In 2013, two decades after first approving the sleeping aid Ambien, the Food and Drug Administration slashed the recommended dosage in half for women. Studies had revealed that because women metabolize the drug more slowly than men, they were at risk of being too drowsy to safely drive the next morning. Considering how many other medications on the market were under-studied in women, it’s perhaps no surprise that women are 50 to 75 percent more likely than men to have an adverse drug reaction.

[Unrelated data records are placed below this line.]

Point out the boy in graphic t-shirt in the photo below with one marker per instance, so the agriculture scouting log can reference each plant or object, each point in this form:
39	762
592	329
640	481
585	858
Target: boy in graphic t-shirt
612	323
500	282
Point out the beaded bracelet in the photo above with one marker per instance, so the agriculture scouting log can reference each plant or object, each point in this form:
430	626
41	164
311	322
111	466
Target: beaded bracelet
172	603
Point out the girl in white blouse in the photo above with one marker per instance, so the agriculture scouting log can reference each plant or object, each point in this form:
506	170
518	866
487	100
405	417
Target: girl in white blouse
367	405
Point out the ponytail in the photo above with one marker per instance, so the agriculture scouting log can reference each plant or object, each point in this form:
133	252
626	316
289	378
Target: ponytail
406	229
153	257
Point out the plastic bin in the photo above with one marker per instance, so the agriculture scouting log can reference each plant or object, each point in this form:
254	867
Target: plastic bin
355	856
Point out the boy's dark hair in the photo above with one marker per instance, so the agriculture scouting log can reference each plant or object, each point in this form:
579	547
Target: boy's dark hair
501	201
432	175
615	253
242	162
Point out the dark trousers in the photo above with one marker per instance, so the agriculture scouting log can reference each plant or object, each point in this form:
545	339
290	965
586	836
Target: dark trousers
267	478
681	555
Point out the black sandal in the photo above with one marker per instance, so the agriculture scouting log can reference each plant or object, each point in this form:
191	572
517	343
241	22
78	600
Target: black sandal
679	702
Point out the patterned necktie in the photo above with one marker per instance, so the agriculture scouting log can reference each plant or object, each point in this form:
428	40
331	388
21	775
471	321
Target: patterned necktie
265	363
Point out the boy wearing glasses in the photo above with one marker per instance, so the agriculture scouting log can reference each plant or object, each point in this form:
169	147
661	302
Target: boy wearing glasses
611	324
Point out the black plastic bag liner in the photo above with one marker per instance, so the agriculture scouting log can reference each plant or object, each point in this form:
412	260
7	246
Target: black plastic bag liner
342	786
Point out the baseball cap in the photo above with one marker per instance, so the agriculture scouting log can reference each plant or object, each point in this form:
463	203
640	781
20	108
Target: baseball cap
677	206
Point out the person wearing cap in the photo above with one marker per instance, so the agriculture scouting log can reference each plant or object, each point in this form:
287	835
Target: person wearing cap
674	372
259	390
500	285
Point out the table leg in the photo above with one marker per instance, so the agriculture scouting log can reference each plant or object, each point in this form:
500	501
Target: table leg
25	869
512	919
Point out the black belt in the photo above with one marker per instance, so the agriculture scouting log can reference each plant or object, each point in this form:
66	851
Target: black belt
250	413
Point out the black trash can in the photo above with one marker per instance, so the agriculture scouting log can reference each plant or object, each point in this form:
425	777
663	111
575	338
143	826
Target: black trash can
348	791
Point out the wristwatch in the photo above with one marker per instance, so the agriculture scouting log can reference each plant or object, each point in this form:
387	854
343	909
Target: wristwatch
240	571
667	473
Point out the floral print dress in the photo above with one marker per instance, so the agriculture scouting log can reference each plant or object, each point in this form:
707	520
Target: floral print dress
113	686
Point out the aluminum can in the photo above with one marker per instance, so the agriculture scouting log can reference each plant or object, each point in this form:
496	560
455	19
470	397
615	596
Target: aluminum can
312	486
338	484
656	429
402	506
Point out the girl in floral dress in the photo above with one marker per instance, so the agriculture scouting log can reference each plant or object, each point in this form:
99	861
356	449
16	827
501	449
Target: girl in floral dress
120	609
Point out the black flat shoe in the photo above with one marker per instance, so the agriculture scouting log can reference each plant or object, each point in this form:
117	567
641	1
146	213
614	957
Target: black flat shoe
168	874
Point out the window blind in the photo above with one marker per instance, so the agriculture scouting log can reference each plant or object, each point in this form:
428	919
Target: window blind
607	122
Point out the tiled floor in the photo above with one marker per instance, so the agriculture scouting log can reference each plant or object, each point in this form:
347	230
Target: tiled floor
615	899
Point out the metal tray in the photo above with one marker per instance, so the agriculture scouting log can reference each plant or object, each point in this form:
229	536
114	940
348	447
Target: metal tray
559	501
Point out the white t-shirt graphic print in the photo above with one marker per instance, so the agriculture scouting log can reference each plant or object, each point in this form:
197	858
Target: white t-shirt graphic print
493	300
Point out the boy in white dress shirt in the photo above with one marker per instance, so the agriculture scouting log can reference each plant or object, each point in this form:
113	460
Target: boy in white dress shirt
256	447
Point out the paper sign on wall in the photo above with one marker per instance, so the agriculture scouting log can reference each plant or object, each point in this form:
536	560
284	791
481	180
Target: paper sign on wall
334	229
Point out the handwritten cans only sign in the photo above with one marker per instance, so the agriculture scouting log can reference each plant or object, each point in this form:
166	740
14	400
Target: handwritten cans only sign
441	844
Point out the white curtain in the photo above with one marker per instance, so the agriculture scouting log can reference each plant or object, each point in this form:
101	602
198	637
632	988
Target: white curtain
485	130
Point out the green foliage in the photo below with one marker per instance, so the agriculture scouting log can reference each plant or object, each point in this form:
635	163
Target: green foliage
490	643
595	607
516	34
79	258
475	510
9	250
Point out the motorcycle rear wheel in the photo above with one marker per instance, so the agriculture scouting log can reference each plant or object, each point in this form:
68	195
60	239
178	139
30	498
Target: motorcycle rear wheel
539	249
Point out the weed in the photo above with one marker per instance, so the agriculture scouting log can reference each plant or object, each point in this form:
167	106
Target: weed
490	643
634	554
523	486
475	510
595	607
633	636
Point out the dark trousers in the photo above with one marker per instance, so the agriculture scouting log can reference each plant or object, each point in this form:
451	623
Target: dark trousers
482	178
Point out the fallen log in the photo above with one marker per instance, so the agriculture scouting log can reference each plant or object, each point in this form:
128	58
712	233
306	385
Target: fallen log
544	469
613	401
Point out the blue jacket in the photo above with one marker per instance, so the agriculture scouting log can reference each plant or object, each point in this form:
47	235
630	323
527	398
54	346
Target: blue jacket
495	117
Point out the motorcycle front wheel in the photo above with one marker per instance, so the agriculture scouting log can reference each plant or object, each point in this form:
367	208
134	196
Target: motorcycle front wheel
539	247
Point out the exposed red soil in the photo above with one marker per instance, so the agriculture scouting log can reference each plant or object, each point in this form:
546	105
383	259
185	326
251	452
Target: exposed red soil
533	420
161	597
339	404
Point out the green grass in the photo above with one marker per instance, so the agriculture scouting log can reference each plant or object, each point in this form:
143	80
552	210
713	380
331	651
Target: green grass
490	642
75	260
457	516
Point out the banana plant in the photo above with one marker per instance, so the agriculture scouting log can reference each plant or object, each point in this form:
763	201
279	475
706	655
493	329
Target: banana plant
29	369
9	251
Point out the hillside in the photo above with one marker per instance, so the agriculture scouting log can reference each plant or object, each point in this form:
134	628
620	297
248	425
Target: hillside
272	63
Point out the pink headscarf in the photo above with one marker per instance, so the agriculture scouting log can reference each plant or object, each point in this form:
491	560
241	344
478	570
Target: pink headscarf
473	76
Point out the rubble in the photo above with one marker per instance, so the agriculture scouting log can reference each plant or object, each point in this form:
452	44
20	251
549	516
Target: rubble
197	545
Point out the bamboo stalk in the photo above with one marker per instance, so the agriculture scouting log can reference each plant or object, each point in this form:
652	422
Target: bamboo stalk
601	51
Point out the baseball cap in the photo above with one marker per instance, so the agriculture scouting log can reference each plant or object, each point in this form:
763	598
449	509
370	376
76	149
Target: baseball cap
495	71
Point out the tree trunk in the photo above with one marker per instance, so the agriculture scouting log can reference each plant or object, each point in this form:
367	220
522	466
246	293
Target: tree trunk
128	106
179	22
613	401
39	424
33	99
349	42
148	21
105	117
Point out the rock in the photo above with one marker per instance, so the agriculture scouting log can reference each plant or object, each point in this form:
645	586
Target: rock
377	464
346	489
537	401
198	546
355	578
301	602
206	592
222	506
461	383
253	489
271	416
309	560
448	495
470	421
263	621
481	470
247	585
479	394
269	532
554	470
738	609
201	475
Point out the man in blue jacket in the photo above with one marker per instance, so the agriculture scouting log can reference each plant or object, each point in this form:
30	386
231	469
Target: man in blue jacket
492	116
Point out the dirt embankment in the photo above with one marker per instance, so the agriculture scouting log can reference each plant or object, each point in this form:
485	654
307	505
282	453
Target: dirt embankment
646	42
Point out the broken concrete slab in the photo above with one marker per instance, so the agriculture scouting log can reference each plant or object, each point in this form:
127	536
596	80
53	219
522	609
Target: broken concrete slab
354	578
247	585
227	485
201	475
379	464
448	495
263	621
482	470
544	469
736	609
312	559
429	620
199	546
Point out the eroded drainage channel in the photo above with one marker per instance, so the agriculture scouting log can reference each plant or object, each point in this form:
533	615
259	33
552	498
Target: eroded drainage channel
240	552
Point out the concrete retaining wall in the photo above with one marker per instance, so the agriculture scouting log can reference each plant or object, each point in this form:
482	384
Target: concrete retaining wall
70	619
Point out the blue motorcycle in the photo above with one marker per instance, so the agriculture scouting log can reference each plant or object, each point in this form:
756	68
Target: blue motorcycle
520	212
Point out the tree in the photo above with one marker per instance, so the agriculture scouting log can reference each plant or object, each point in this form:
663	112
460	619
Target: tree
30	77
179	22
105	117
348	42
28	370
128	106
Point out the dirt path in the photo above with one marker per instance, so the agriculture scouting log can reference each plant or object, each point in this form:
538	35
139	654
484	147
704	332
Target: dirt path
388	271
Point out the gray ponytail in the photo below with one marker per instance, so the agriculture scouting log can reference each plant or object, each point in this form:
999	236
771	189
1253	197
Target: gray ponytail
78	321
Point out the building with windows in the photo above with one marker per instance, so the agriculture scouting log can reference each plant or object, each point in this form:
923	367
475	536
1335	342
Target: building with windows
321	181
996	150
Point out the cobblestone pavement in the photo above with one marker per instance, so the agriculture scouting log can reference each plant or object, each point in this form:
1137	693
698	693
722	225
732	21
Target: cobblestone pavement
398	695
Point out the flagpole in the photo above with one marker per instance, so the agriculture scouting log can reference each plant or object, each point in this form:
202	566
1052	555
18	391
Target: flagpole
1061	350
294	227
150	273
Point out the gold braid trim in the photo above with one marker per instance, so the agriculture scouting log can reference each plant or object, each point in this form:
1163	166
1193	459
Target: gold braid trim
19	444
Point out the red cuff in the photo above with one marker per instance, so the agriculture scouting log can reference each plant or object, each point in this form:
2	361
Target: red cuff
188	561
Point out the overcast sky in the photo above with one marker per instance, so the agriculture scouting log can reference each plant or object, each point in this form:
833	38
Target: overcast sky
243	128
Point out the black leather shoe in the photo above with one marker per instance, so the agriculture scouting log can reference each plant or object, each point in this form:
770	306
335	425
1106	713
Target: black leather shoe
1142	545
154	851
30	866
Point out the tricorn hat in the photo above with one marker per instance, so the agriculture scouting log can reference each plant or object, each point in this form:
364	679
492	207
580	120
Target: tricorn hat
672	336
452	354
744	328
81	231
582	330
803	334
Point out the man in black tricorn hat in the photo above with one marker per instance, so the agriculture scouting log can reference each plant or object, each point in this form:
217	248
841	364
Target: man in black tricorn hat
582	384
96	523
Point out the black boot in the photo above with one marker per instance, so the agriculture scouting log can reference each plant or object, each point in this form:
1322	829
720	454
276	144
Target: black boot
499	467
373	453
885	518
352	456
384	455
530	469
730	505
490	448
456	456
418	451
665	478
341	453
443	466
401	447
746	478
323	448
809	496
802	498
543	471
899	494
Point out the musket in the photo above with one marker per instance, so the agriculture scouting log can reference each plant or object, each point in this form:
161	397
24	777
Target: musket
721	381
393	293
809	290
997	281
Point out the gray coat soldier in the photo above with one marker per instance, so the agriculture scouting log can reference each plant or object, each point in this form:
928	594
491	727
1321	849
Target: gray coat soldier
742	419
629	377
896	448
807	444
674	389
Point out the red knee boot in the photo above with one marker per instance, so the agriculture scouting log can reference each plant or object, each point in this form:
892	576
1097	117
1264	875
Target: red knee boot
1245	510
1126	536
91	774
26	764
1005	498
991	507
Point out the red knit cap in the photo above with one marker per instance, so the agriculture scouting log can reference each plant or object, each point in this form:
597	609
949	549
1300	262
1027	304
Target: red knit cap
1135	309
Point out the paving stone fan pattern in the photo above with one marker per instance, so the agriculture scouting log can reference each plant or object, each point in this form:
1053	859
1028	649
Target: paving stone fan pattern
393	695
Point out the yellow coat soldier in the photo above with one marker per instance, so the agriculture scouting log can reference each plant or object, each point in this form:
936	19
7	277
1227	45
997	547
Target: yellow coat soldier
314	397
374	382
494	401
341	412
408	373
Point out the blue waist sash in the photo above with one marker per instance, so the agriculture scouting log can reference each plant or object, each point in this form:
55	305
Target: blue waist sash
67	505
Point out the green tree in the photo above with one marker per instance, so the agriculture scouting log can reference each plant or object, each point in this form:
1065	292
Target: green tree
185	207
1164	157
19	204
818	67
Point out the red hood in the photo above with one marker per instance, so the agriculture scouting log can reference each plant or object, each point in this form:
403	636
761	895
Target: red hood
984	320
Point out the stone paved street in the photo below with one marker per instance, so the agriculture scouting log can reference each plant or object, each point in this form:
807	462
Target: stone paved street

In recent years, there have been growing efforts to better integrate information about sex and gender differences into medical education and offer unconscious bias training for health care providers. In some cases, greater standardization of care could help. For example, Johns Hopkins Hospital eliminated a stark gender disparity in the percentage of trauma patients getting proper blood clot prevention — and improved outcomes for all patients — by implementing a checklist.
But experts say that fully closing the gender knowledge gap in health will require a wholesale “culture shift in science.” And ensuring that women are always believed when they say they’re sick will require a shift in the culture at large.